Deputy Prime Minister Paulo Portas summed up the government’s view in three words: “Portugal is back.”
Meanwhile, officials say last year’s budget deficit will be better than the targeted 5.5 per cent of gross domestic product. In 2010, it was a whopping 10.1 per cent.
Portugal last year also broke out of its worst recession in three decades. The economy grew at the second fastest rate in the 18-nation euro zone in the last quarter of last year, expanding 0.5 per cent on the previous three months. In 2012, it shrank 3.2 per cent.
The jobless rate has been inching lower, from a record 17.7 per cent at the start of last year to 15.4 per cent at the end of December. Exports were up 4.6 per cent last year after a 5.7 per cent jump in 2012. Tourism had a record year, with hotels hosting 14.4 million tourists, up 4.2 per cent on 2012.
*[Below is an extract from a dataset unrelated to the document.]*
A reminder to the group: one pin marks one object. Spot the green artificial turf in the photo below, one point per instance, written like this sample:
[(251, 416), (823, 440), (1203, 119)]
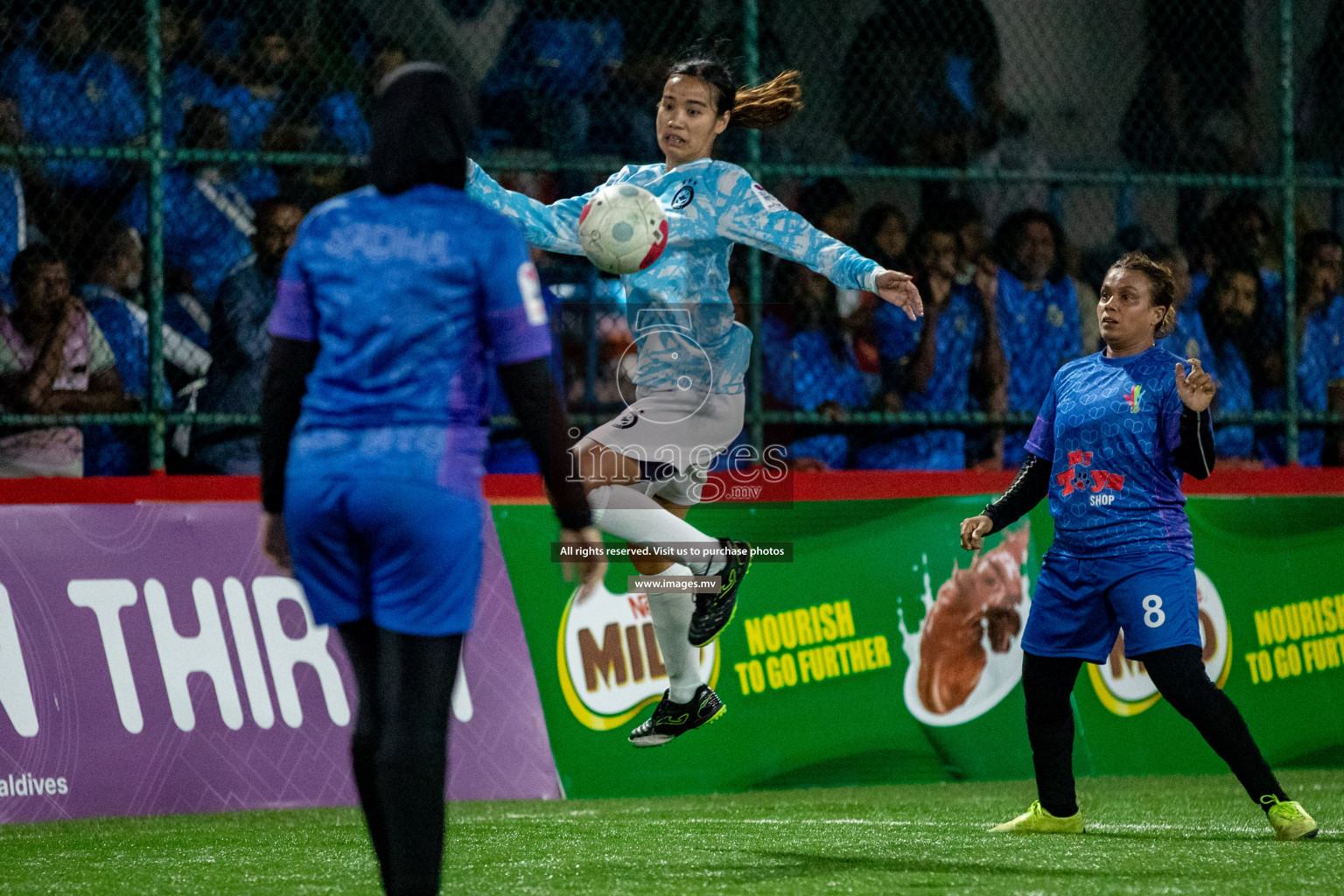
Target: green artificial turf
[(1145, 836)]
The government has made the economy leaner and nimbler. It has, for example, made it easier and cheaper to hire and fire workers and alter their working hours and duties; begun restructuring the legal system and state-owned companies; and scrapped century-old rent controls.
Prime Minister Pedro Passos Coelho says the Portuguese have given up some of their bad habits, such as lavish spending financed by credit. Household borrowing for consumption fell 9.4 per cent in 2012 after a 5.8 per cent drop the previous year.
“We are today living much more within our means,” Passos Coelho said this month.
Despite all Portugal’s efforts, the main ratings agencies still classify the country’s bonds as junk. Bulgaria and Romania are rated safer bets by Standard & Poor’s.
The bailout creditors have twice had to ease Portugal’s deficit targets as the economy nosedived. Public debt has grown to around 130 per cent of GDP, more than double the euro zone ceiling of 60 per cent.
The financial sector is still weak – the five biggest banks had their worst ever year last year.
And the standard of living is going backwards. GDP per capita in 2010 was 80.4 per cent of the EU average. In last year, it was down to 76 per cent.
Street protests, though they have never reached the level of violence seen in bailed-out Greece, have compelled the government to tread carefully. It has struggled to reform the hard-lobbying energy sector and the civil service.
Some analysts fear the economic makeover has been skin-deep and that it could soon be “business as usual.” Portugal has needed three bailouts in less than 40 years.
“Change has been very relevant, but there hasn’t been a big bang,” said Antonio Barroso, a London-based analyst with the Teneo Intelligence consulting firm. “If these big bangs have not happened during the crisis, they won’t happen during normal times.”
And the scars of austerity will take time to heal. In 2012, more than 121,000 people emigrated in the biggest mass departure since 1960. The 2012 birth rate was the lowest on record.
The perils for Portugal come from three directions: political rivalries, the Constitutional Court, and the fortunes of the global economy.
Ahead of a scheduled 2013 general election, party leaders are already talking again about lowering taxes and spending more public money.
The leader of the main opposition Socialist Party, Antonio Jose Seguro, has struck a chord with disgruntled voters and taken a lead in polls by accusing the government of turning a blind eye to hardship. “Our country has to change course,” Seguro said on Tuesday.
The Constitutional Court has several times struck down proposed pay and pension cuts and may disallow other austerity measures.
Meanwhile, Portugal remains vulnerable to international market conditions.
Finance Minister Maria Luis Albuquerque warned that, even after May 17, Portugal can’t relax its focus on spending cuts and reforms.
“I am sure that market pressure ... will continue,” she said this week, adding that Portugal’s financial circumstances “will continue to be challenging and somewhat fragile for quite a long time.”